Non-Solicitation and Non-Distribution Policies
The rules regarding non-solicitation and non-distribution are complicated and vary depending on whether the activity is conducted by employees or non-employees, and where the soliciting and distribution of literature takes place. Poorly drafted non-solicitation and non-distribution policies can create problems for employers, and often are used as evidence against the employer in unfair labor practice charges and election objections before the National Labor Relations Board (NLRB). Even non-unionized employers can be found responsible for unfair labor practices if their restrictions on solicitation and employee speech are improperly drafted or limit "concerted protected activity."
Multi-State Workforces
Key employment laws vary greatly from state to state.
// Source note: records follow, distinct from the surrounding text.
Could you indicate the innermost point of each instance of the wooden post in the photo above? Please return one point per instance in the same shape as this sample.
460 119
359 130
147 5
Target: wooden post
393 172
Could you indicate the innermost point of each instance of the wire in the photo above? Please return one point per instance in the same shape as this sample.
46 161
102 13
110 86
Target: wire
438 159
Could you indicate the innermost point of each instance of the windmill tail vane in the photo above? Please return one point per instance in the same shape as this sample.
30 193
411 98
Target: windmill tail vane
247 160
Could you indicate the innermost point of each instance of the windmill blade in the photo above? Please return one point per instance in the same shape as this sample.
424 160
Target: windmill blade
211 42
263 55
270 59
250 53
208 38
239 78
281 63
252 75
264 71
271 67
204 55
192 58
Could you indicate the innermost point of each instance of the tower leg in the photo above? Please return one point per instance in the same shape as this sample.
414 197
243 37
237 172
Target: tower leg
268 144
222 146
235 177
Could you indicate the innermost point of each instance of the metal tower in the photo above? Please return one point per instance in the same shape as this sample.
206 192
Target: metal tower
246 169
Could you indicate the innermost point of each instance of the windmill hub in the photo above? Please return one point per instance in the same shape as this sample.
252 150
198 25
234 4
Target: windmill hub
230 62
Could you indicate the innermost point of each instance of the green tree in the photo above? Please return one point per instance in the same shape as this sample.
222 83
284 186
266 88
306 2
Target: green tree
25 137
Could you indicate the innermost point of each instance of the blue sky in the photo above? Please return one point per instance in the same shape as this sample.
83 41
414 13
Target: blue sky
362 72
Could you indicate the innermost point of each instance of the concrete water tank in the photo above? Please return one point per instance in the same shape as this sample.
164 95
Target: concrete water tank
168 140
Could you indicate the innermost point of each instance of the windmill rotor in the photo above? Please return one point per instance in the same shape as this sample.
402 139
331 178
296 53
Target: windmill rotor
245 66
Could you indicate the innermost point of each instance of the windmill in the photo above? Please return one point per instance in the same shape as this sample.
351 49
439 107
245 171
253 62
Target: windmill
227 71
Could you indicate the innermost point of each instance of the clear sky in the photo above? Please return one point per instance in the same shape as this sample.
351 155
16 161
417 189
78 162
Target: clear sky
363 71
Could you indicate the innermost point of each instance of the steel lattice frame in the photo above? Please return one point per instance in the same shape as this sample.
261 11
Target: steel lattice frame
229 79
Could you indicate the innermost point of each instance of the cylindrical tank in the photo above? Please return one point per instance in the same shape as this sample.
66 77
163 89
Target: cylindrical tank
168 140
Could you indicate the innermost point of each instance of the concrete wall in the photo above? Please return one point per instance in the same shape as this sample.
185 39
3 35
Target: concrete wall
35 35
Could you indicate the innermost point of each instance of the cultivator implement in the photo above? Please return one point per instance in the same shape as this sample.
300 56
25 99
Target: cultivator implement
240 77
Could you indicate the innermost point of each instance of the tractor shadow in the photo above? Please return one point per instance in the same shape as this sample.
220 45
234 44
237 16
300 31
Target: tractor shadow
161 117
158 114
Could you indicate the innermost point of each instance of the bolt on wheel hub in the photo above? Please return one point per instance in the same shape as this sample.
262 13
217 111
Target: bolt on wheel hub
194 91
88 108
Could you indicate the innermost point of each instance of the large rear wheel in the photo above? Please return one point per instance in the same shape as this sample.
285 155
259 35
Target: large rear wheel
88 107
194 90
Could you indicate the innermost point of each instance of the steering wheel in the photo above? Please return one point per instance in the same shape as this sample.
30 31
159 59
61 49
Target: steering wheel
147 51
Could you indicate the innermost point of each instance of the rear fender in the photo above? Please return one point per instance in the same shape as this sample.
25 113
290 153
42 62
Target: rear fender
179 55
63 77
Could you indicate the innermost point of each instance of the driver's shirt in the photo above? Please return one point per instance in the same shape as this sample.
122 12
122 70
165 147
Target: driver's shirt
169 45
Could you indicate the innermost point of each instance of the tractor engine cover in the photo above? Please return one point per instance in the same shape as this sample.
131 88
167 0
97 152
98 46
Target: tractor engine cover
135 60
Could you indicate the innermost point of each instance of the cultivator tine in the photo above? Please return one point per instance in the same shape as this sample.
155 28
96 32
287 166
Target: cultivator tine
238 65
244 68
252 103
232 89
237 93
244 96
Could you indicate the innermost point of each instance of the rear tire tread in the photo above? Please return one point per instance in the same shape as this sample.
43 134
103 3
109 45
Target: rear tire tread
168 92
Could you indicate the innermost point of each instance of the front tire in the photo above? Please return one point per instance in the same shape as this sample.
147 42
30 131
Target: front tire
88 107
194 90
Cities and states often protect categories under their EEO laws that are not protected under federal law (sexual orientation, personal appearance, and family responsibility, for example). Some states enforce restrictive covenants vigorously, while others impose limits on employees' future employment opportunities only in very narrow circumstances. Most multi-state employers seek to create a manual that includes the broadest possible collection of rules of general applicability; they then supplement the manual with short statements of policies that apply in particular jurisdictions. You should read your manual from the perspective of the jurisdiction least likely to enforce it and consider what the consequences might be for enforcement of your regime.
Grab Bag
There are a host of other questions you should ask. Do you give employees the right to make copies of their personnel files (giving free discovery to plaintiffs' attorneys)? Do you speak in terms of gender-specific "maternity leave" or more generally about "parental leave"? If you have a list of infractions that invite serious discipline, is the list written flexibly, so as to avoid an argument that conduct that was not iterated deserves a less severe employer response? Does your orientation process involve getting a written acknowledgement from each employee that he/she has read and will obey the rules, so as to foreclose any argument downstream that the manual was never properly presented? Do you forbid all disclosure of information about employee compensation, in possible violation of the NLRB? If you find these problems lurking in your personnel manual, you should address them promptly—your own policy manual should not make the legal landscape more challenging for you.